このことがあるので私としては、送ってもらっての修理というのはしたくないのです。
いくらわかっていても事前にお話ししたとしても、帰ってきた二胡の頭が取れていたら、皆さんどう思いますか?
壊して送り返したと思われる方がほとんどだと思いますし、こんな扱いをして、良くない二胡屋だとも、思われると思うのです。
これは致し方のない感情的な問題でしょう。
たぶん、この送っての頭の破損というのは、絶対ないとは言えないのでは無いでしょうか、もちろん、運送屋さんにしてもちゃんと運ぼうとしています、うちに来てくれている人などは、楽器だからとかなり特別に扱ってくれています。
しかし、絶対が無いのも確かなのです。
また修理して、送ったところ、内部で木軸ははずれ、駒ははずれ、弦ははずれなどという事もあります。
最近では私も慣れて来て、木軸はマスキングテープで棹に巻き付けて動かないようにして送るようにしました。
これは良いですね。
マスキングテープですと巻きつけた面も傷みにくいし、かなりしっかりとまります。
これをガムテープなどでやりますと、中には塗装してある二胡もありますので、ガムテープをはがす時に塗装まで剥がれることもあるのです。

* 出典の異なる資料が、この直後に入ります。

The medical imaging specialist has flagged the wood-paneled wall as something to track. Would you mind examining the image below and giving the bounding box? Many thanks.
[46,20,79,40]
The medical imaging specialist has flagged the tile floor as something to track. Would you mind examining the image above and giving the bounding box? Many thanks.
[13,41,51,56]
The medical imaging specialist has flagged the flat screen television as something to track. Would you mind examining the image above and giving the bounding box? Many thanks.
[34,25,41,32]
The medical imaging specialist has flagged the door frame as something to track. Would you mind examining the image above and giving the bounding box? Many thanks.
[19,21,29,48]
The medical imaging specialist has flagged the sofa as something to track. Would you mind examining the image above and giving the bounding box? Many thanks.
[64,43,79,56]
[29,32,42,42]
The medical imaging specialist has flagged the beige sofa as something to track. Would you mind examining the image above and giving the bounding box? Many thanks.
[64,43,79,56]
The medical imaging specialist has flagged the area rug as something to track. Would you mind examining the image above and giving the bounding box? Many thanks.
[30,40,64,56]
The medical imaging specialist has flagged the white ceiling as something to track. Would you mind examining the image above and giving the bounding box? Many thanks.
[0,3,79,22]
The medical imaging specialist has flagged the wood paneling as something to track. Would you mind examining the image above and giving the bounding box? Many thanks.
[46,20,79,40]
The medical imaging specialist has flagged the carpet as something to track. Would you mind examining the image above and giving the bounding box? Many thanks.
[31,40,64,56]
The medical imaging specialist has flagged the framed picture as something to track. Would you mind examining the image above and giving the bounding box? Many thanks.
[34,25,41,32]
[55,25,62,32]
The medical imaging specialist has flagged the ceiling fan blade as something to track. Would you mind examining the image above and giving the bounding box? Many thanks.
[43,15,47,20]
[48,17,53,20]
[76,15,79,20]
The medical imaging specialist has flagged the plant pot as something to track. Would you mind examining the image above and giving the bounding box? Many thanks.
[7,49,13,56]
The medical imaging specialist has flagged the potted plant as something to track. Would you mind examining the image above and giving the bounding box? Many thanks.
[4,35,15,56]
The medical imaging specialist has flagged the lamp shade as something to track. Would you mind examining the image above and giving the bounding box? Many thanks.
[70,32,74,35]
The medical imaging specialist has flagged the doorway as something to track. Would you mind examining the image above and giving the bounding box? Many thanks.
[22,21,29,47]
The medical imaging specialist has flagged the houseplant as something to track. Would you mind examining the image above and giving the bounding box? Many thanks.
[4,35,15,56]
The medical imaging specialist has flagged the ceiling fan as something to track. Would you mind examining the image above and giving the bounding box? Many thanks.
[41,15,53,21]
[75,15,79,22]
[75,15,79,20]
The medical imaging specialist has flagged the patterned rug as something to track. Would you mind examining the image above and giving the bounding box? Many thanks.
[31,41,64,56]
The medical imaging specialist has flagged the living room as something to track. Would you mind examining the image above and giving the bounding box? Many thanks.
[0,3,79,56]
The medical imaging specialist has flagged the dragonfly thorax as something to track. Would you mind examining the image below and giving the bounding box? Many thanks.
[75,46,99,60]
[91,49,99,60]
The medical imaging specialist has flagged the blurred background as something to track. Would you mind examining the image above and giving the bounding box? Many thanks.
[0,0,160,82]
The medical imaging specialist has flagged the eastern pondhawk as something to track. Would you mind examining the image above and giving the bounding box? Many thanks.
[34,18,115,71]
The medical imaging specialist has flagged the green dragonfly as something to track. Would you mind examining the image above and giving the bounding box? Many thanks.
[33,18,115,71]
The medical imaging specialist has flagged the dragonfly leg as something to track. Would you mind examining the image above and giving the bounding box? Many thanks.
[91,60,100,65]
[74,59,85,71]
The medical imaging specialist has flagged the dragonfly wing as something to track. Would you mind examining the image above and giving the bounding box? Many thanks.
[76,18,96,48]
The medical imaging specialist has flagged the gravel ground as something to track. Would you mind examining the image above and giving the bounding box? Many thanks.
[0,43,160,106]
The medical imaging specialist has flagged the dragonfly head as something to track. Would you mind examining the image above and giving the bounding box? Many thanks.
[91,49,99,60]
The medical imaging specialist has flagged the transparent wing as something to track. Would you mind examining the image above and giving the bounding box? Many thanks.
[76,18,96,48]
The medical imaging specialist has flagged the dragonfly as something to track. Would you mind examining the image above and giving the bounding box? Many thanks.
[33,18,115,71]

この木軸が動かないようにしておけばほかの弦が外れるというようなこともありません。
後あるのはケースの破損ですね。
特にファスナーのリップの破損です。
引いたとたんに取れてしまった割れてしまったなどというのは相当多いです。
皆さんが光舜堂にいらしたときにでもケースをあけた時にかなりの数のリップが壊れたものがあります。
こういう時には、私は他の糸や、皮の紐などで作って送り返すのですが、壊してしまったとのご不満も言われることもありました。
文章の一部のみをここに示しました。